Vende-se

Numa coisa concordamos: o país vive uma grave crise, não é? Pensando nisso, tenho uma revelação a fazer: eu encontrei a solução. Não sou mágico nem candidato a nada, mas, depois de muito quebrar a cabeça – foram dias e dias sem dormir direito –, achei a resposta para os nossos males. Antes de entrar no assunto, devo esclarecer que não pretendo tirar vantagens financeiras nem espero reconhecimento público; passei da idade dessas coisas. Se ainda der tempo, meu interesse é o bem-estar da população, meu objetivo é encontrar a salvação.

Bastou ler alguns livros de história e o remédio apareceu na minha frente, cristalino, transparente. Tive de retroceder uns anos, até o século XVI, mas essa volta ao passado tem sido tão comum hoje em dia, não é? Voltei aos tempos da colônia, da retirada do pau-brasil, das grandes plantations, das epopeias agrícolas que encheram de orgulho os velhos coronéis da Guarda Nacional. Voltei ao tempo das imensas lavouras a perder de vista, dos cafezais domando os morros e do boi desbravando o sertão. A resposta estava ali, para quem quisesse ver.

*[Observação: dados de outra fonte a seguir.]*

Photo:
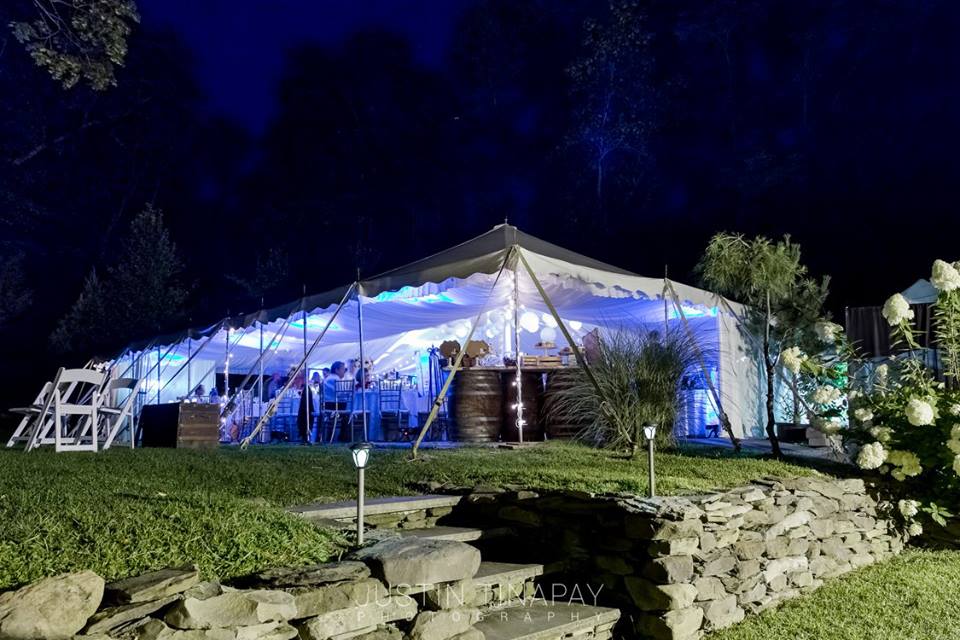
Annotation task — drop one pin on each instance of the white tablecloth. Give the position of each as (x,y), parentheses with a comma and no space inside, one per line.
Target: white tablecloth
(410,401)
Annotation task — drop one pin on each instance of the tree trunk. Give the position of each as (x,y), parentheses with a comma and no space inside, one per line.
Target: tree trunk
(769,364)
(771,420)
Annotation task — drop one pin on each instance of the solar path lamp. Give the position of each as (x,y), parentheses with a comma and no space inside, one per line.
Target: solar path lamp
(650,432)
(361,456)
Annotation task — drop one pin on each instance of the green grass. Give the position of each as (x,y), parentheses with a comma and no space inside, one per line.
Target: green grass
(915,596)
(120,512)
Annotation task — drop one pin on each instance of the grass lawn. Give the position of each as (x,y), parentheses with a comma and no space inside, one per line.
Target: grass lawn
(915,596)
(122,511)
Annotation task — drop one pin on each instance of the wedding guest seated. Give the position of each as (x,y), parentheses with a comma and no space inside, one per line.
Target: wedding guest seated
(363,379)
(337,372)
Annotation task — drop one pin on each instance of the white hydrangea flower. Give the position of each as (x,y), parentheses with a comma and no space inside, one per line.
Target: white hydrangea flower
(896,310)
(945,276)
(793,359)
(871,456)
(907,463)
(919,412)
(827,331)
(908,508)
(826,394)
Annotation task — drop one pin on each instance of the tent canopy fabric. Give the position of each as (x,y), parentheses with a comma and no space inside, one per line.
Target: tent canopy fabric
(406,310)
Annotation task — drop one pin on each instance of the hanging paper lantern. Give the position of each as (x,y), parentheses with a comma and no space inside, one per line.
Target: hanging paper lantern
(529,321)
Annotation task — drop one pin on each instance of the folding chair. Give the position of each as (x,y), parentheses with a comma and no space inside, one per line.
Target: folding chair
(343,401)
(394,419)
(116,414)
(69,401)
(30,413)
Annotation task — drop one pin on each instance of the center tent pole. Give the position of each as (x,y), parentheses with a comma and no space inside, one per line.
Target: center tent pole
(308,403)
(438,401)
(276,400)
(260,380)
(363,363)
(518,383)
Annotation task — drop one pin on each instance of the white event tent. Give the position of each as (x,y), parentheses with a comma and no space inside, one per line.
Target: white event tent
(394,318)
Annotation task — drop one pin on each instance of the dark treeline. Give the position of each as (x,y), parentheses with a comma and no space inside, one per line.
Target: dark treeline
(630,131)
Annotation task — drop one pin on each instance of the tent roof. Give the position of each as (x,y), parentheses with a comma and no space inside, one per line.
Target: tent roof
(920,292)
(485,254)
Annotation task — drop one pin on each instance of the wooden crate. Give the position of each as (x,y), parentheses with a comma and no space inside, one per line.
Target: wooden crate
(183,425)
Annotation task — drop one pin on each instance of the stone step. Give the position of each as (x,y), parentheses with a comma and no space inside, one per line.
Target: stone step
(372,506)
(500,584)
(461,534)
(542,620)
(496,579)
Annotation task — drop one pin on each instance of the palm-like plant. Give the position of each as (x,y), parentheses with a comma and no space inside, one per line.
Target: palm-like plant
(638,376)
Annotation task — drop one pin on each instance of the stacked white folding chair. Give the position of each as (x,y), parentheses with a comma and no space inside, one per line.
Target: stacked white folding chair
(77,394)
(116,410)
(25,431)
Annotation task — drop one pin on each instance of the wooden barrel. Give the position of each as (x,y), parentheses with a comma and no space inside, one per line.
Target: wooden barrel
(532,403)
(560,427)
(477,406)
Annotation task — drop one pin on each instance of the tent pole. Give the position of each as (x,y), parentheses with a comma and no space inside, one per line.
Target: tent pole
(261,361)
(518,382)
(276,400)
(438,401)
(724,419)
(578,355)
(188,364)
(308,403)
(260,379)
(363,363)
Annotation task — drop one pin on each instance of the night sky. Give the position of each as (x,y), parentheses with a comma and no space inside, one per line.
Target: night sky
(239,47)
(371,133)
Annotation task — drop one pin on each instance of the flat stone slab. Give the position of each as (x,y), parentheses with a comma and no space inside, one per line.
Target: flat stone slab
(492,573)
(543,620)
(460,534)
(372,506)
(55,607)
(403,562)
(306,576)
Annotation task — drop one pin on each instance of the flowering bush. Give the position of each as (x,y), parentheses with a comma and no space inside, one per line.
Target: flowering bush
(903,418)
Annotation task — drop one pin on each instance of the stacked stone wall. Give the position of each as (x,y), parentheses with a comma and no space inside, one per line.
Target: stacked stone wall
(679,567)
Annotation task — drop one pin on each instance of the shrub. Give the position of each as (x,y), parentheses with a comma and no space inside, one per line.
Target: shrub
(638,379)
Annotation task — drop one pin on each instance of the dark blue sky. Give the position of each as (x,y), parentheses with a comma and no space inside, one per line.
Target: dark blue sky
(240,45)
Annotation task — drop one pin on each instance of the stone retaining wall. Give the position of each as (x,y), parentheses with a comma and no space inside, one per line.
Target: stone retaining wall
(678,567)
(396,589)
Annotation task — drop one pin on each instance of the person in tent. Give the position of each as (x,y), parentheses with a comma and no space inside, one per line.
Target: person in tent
(274,386)
(306,416)
(338,371)
(364,379)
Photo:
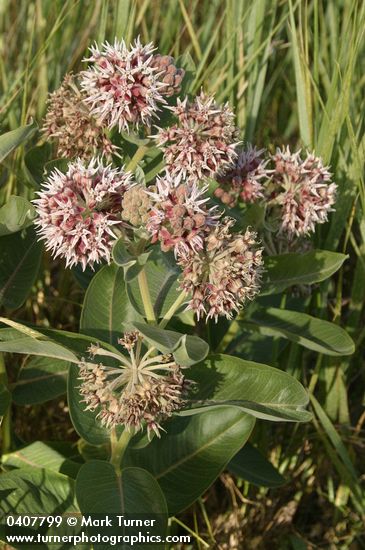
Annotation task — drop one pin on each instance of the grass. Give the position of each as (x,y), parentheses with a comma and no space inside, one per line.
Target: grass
(293,72)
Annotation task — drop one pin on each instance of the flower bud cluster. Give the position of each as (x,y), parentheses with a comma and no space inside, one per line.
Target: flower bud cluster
(141,391)
(297,192)
(244,179)
(79,211)
(224,274)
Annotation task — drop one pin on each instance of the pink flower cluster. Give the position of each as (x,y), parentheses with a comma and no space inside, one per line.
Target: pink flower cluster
(300,190)
(296,192)
(220,269)
(244,179)
(179,218)
(122,87)
(79,211)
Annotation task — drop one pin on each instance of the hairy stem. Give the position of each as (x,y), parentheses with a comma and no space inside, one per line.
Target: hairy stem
(146,297)
(137,157)
(6,421)
(175,306)
(119,446)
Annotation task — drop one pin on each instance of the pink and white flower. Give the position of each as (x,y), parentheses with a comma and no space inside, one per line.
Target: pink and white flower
(300,192)
(179,217)
(122,87)
(78,211)
(201,143)
(224,273)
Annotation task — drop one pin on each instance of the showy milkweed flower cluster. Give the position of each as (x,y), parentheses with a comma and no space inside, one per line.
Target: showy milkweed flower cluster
(201,143)
(78,212)
(82,212)
(301,191)
(141,390)
(70,122)
(296,190)
(122,86)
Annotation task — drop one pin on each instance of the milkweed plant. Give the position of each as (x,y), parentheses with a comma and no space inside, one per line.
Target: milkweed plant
(181,231)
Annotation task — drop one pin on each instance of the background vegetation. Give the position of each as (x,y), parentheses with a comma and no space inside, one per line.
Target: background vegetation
(293,72)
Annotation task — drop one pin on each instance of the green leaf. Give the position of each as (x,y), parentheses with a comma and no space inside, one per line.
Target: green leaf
(286,270)
(186,349)
(5,399)
(68,346)
(192,453)
(260,390)
(20,256)
(40,455)
(106,306)
(251,465)
(35,160)
(162,276)
(16,214)
(12,140)
(310,332)
(36,491)
(40,380)
(134,493)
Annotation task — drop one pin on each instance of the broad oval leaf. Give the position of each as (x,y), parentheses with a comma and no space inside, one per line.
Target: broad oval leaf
(192,453)
(252,466)
(39,492)
(260,390)
(15,215)
(106,306)
(133,493)
(85,422)
(162,276)
(186,349)
(11,140)
(20,255)
(286,270)
(40,455)
(310,332)
(40,380)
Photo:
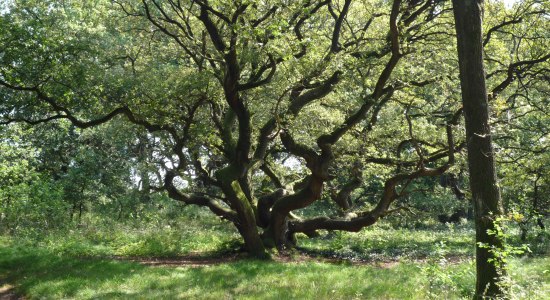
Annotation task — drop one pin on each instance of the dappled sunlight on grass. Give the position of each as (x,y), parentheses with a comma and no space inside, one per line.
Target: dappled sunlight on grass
(39,273)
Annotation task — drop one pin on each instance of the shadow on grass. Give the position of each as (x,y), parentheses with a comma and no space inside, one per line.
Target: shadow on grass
(40,274)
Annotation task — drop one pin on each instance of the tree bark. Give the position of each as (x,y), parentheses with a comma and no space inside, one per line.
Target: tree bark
(483,181)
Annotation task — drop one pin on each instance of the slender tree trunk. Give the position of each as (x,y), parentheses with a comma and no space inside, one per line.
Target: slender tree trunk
(483,181)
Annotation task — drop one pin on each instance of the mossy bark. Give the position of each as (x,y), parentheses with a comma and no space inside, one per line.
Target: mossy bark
(483,182)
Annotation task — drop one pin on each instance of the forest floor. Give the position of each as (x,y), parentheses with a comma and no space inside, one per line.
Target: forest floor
(193,260)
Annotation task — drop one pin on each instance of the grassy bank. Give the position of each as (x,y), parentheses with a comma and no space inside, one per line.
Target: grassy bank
(41,273)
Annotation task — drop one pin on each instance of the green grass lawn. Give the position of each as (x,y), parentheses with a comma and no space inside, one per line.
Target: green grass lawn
(435,262)
(46,273)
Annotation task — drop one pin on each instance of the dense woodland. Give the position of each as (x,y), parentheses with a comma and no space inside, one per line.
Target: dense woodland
(288,120)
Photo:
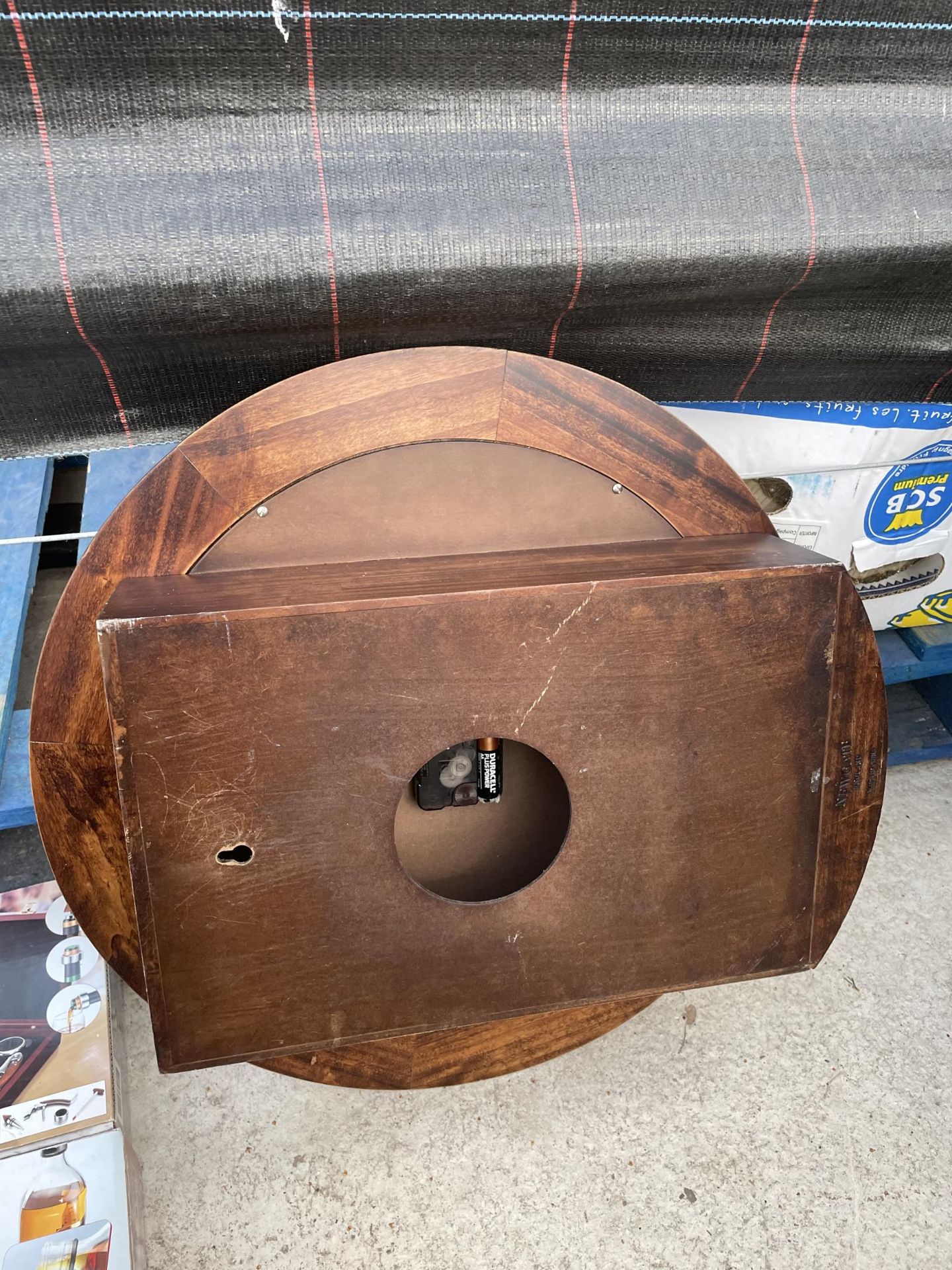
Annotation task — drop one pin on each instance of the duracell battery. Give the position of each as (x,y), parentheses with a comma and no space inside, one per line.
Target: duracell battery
(489,769)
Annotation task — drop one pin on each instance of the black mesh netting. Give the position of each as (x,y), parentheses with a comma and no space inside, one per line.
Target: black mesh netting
(697,200)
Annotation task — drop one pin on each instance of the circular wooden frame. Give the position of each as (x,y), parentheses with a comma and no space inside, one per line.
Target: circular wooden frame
(241,459)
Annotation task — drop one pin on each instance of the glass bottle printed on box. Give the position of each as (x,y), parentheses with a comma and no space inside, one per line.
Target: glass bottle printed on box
(58,1198)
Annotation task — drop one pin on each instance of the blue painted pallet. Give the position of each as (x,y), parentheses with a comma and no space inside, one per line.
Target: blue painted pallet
(916,653)
(112,474)
(917,733)
(917,666)
(24,494)
(16,798)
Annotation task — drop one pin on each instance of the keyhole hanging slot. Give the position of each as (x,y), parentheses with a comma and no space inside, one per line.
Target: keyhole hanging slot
(238,855)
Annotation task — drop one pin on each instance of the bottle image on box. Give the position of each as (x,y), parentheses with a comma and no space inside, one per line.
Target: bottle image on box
(58,1202)
(84,1249)
(71,963)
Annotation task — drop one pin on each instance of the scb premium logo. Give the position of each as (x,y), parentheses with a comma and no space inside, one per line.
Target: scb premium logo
(913,497)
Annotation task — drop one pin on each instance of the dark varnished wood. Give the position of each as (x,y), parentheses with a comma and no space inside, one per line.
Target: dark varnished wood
(594,421)
(692,850)
(459,1056)
(440,495)
(325,586)
(172,520)
(855,773)
(348,408)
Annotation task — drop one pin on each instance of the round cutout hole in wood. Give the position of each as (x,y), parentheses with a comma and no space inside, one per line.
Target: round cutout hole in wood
(238,855)
(476,825)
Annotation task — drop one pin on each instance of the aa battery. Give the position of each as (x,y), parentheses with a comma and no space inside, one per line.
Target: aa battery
(489,769)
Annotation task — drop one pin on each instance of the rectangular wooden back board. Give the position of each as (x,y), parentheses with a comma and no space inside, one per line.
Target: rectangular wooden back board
(682,690)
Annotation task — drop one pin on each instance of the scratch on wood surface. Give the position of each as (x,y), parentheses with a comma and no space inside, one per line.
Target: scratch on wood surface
(545,690)
(571,615)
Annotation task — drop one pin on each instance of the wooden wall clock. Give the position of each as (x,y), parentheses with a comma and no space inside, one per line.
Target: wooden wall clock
(344,577)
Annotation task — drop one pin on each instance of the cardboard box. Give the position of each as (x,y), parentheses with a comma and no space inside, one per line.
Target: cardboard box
(869,484)
(74,1206)
(60,1025)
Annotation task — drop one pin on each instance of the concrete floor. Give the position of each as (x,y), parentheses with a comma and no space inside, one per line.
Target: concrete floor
(799,1123)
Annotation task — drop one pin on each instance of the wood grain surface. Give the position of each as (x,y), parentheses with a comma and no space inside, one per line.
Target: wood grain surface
(454,497)
(695,803)
(459,1056)
(249,455)
(855,773)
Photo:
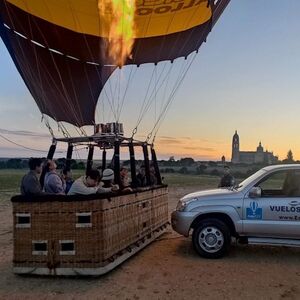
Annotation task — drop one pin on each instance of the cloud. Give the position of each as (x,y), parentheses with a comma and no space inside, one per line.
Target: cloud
(199,148)
(169,140)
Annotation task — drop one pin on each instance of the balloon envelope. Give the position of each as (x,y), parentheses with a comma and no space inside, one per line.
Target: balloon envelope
(62,48)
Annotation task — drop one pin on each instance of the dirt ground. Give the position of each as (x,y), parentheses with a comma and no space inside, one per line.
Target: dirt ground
(167,269)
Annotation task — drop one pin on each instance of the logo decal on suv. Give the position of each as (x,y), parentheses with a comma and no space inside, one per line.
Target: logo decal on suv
(254,212)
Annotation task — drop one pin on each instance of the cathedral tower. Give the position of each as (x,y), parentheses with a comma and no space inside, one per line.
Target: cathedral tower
(235,157)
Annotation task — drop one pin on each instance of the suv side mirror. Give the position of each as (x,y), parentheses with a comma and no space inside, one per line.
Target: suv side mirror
(255,192)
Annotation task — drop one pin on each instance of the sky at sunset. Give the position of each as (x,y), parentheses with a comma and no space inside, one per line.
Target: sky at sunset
(245,78)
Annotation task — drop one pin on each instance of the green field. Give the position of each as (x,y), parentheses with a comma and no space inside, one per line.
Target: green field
(10,181)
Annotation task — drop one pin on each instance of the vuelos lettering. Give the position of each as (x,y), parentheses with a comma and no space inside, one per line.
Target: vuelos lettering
(285,209)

Vamos vender o Brasil! Sim, nada de pruridos ou surtos nacionalistas. Vamos enfrentar a dura realidade: não temos mais dinheiro. Acabou a festa. Sempre vendemos tudo, por que o espanto? Toda autoridade de plantão vem com essa conversa de vender nossas coisas. E o que fazemos? Uma parte protesta, outra se cala. Quem cala consente, de acordo? Vamos vender tudo: as matas, os animais, as águas, as rochas, as riquezas do país. Não que a gente já não faça isso, mas, vamos encarar de vez: é pra vender tudo, liquidar!

Enviaremos uma delegação a Londres ou a Nova York e providenciaremos um grande leilão: “Vende-se um país!”, de porteira fechada. Vamos entregar até nossas casas, hospitais, escolas etc. Assim, nos livramos de gastar verba pública com saúde, educação, segurança pública e essa baboseira toda. Ao vender, a responsabilidade passa a ser de quem comprou. Que se vire! Aqueles que quiserem ficar aqui, que negociem um aluguel, reivindiquem um plano de saúde, cidadania estrangeira, visto permanente e essas burocracias todas.

Vamos nos acostumar bem rápido, afinal, muita coisa já foi vendida: ouro, minério de ferro, soja, café, carne, frutas, madeira de lei, companhias elétricas e de telefonia etc. Provavelmente, teremos de trabalhar o dobro para viver com decência, mas vamos nos livrar da conservação do patrimônio.

Talvez tenhamos também de aprender uma nova língua, mas não será difícil, brasileiro se adapta bem a circunstâncias extremas. Pensem em tudo o que já passamos. Vai ser bolinho. Podemos negociar umas cláusulas pétreas, por exemplo: o direito de continuar frequentando nossas praias… Opa! As praias deles. O direito de comer arroz com feijão, uma feijoada aos sábados, tomar uma cachacinha no boteco… Ih, vendemos os botecos também?